Milanesi was reacting to questions prompted by commentary she wrote after Apple introduced a new TV advertisement Aug. 1. In the ad, Apple labeled the keyboard-equipped iPad Pro a “computer,” and deployed a tag line that said, “Imagine what your computer could do … if your computer was an iPad Pro.”
It was the most explicit portrayal of the iPad Pro as stand-in for a PC since Apple introduced the tablet 11 months ago, even though CEO Tim Cook has constructed more straightforward comparisons when talking to Wall Street. “iPad Pro is … the ultimate replacement device for customers switching from PC notebooks,” Cook contended last month during the firm’s second-quarter earnings call.
Like Microsoft before it, Apple has attempted to stretch the definition of “computer” or “personal computer.” Microsoft has been on that path since it unveiled the Surface portfolio of 2-in-1 devices in mid-2012, just prior to the debut of Windows 8.
“The iPad Pro is, of course, not the first tablet trying to convince you it can do what your PC does and more,” Milanesi wrote on Tech.pinions this week. “Microsoft has been trying to do the same with the Surface.”
Milanesi concluded that while the two companies’ approaches are quite different, both worked towards the same goal. “They are now fighting a battle on opposite fronts but with one common interest — changing how people think of a PC,” she wrote.
The iPad Pro ad was more an attempt to change perceptions — a chore that by necessity will be a long-term effort — and much less a statement that the tablet with a keyboard is now a PC replacement. “The more you live in apps, the more you think you can get away with [using a tablet rather than a PC],” Milanesi said. “But I don’t think there’s a rush [by Apple] to get there. They don’t have a hybrid [like the Surface Pro]. And they’re not going to put touch on a Mac.”
Part of her reasoning is a belief that Microsoft’s approach with the Surface is flawed. There was no question that the Surface kicked off a new — andgrowing — device category, but its impact was diluted. The Surface wasdifferent, but in reality, not many actually thought of it in a different way, Milanesi said.
Because the Surface runs a desktop OS, albeit one enhanced for touch, users continue to envision their Surface as a personal computer, a PC, burdening the device with decades of meaning and definition. In fact, Microsoft does, too: When a Surface reboots, the on-screen message reads “Your PC is restarting,” Milanesi noted, not “Your Surface is restarting.”
“It is not surprising the Surface commercials show people using the Surface in their non-conventional businesses, and end with ‘I could not do that with my Mac,'” Milanesi wrote on Tech.pinions of Microsoft’s emphasis on comparing the Surface to a PC.

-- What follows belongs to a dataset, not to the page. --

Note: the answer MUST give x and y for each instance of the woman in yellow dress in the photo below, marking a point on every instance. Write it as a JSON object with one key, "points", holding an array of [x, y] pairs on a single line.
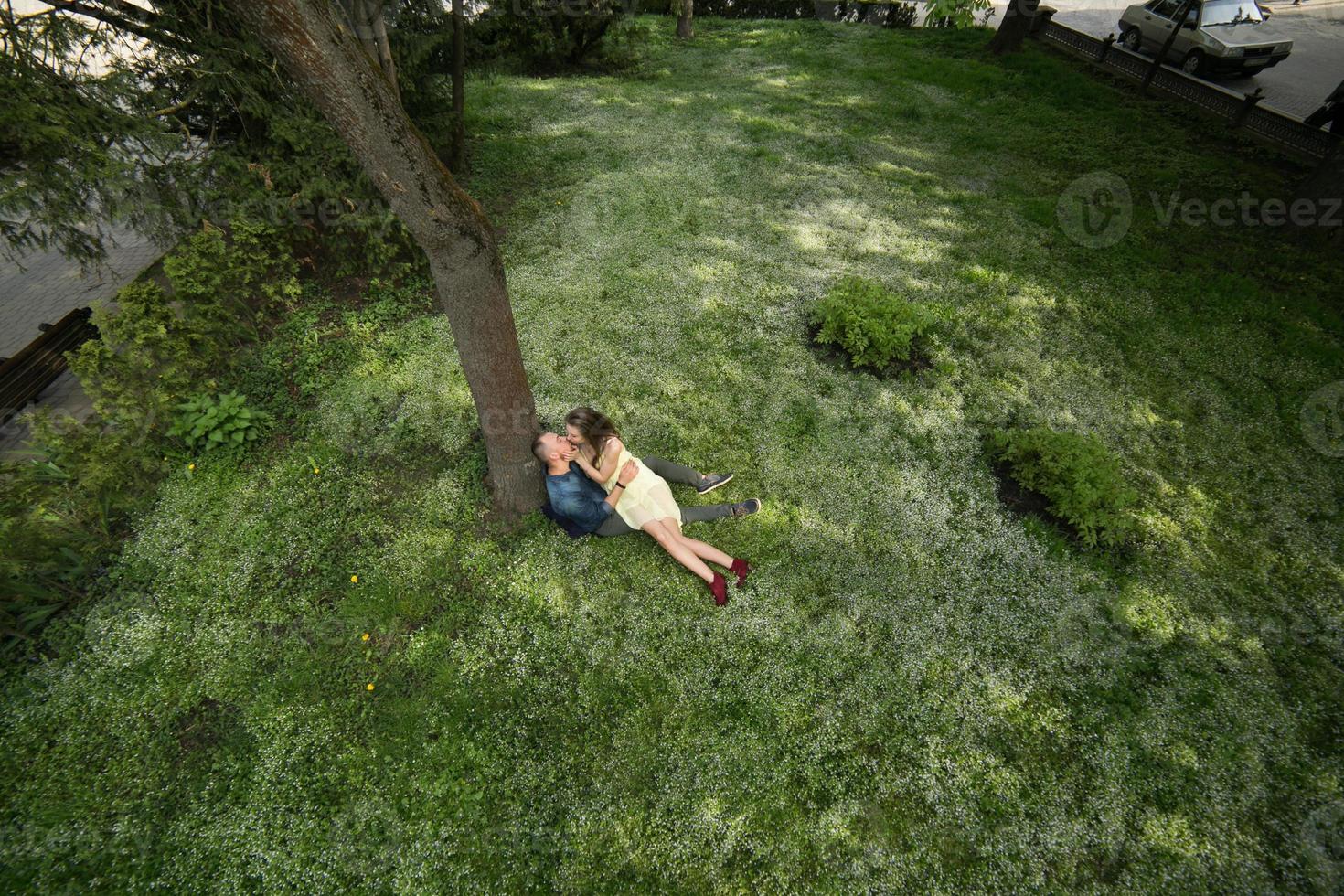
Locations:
{"points": [[646, 503]]}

Apple’s ad is different. Rather than link the iPad Pro to “PC,” Apple referenced “computer.” That was intentional. “They never say that this is a ‘personal computer,'” Milanesi said. Nor does the latter term resonate with younger users, she maintained. Ask an elementary school-aged child what an iPad is, and their answer will be “computer.”
“A ‘computer’ is whatever window gets you into the Internet,” Milanesi said. “And the new generation is more touch prone, more into apps, and might think about an iPad more as a computer.”
And there’s the rub. Apple and Microsoft can try to change the answer to the question “What is a PC?” all they want with devices like the iPad Pro and the Surface Pro 4, but there is no evidence they’ve moved the definition. Or that Apple is itself convinced that a turn is imminent.
“There’s no pressure on Apple to get out of the personal computer business,” said Milanesi.
What will it take to change the concept of a personal computer, or a computer for that matter? More ads? More hybrids? More keyboards stuck onto tablets?
“Lots of kids growing up, that’s what,” said Milanesi.